Comparing the idea of human rights in various historical declarations (History, Upper Secondary School)

Author(s): Liisa Ilomäki (1) & Jarkko Liedes (2)

Affiliation(s): University of Helsinki (1), Helsinki Media Arts Upper Secondary School (1)

Date of publication: October 5, 2015

The Educational Problem

For students, it is difficult in integrate the topic of human rights taught in history to other subjects in which human rights are also studied. In addition, students should learn collaborative practices while learning history.

The Solution

This history case was part of a larger project of human rights in an upper secondary school. Several courses (representing various subjects) were integrated: History (this case), Social studies, English language, Geography, Religion (ethics), Media studies, and Philosophy. These courses were conducted at the same phase in April-May before the summer break, lasting seven weeks. During each course, the teaching of the topic and integration with other subjects was organised so that it matched with the aims of the course.
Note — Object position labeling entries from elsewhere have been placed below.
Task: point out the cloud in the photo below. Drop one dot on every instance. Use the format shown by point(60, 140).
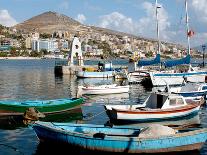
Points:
point(81, 18)
point(118, 21)
point(145, 26)
point(6, 19)
point(64, 5)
At the beginning of the courses, almost all students followed an introductory lesson about human rights, which was given by an external expert from the United Nations association of Finland.

For the history project, the teacher had organised assignments for group works before the course started; the aim was to seek for answers to the question about how the human rights have come true during the various phases in history. Students used, altogether, three lessons (75 minutes each) for doing the group work. Groups used Google Sites as an environment into which they produced their work; each group had a virtual page for their use. The teacher had formed groups of 3 to 4 students. During the lessons, the teacher guided the groups both with the content and with the process of the group work (e.g. “someone takes the first initiative about how to start the work”).

Key Experiences

Google Sites worked well as a collaborative tool, and the groups, in general, managed to complete their assignments. Students learned the idea of human rights better than during previous courses which were conducted without this kind of group work. However, the assignments were probably too large for the time given. The integration of subjects with other courses did not succeed well enough because all groups got their assignments ready only at the end of the course and there was not any more time for reflecting on and combining the results with the results of the other courses.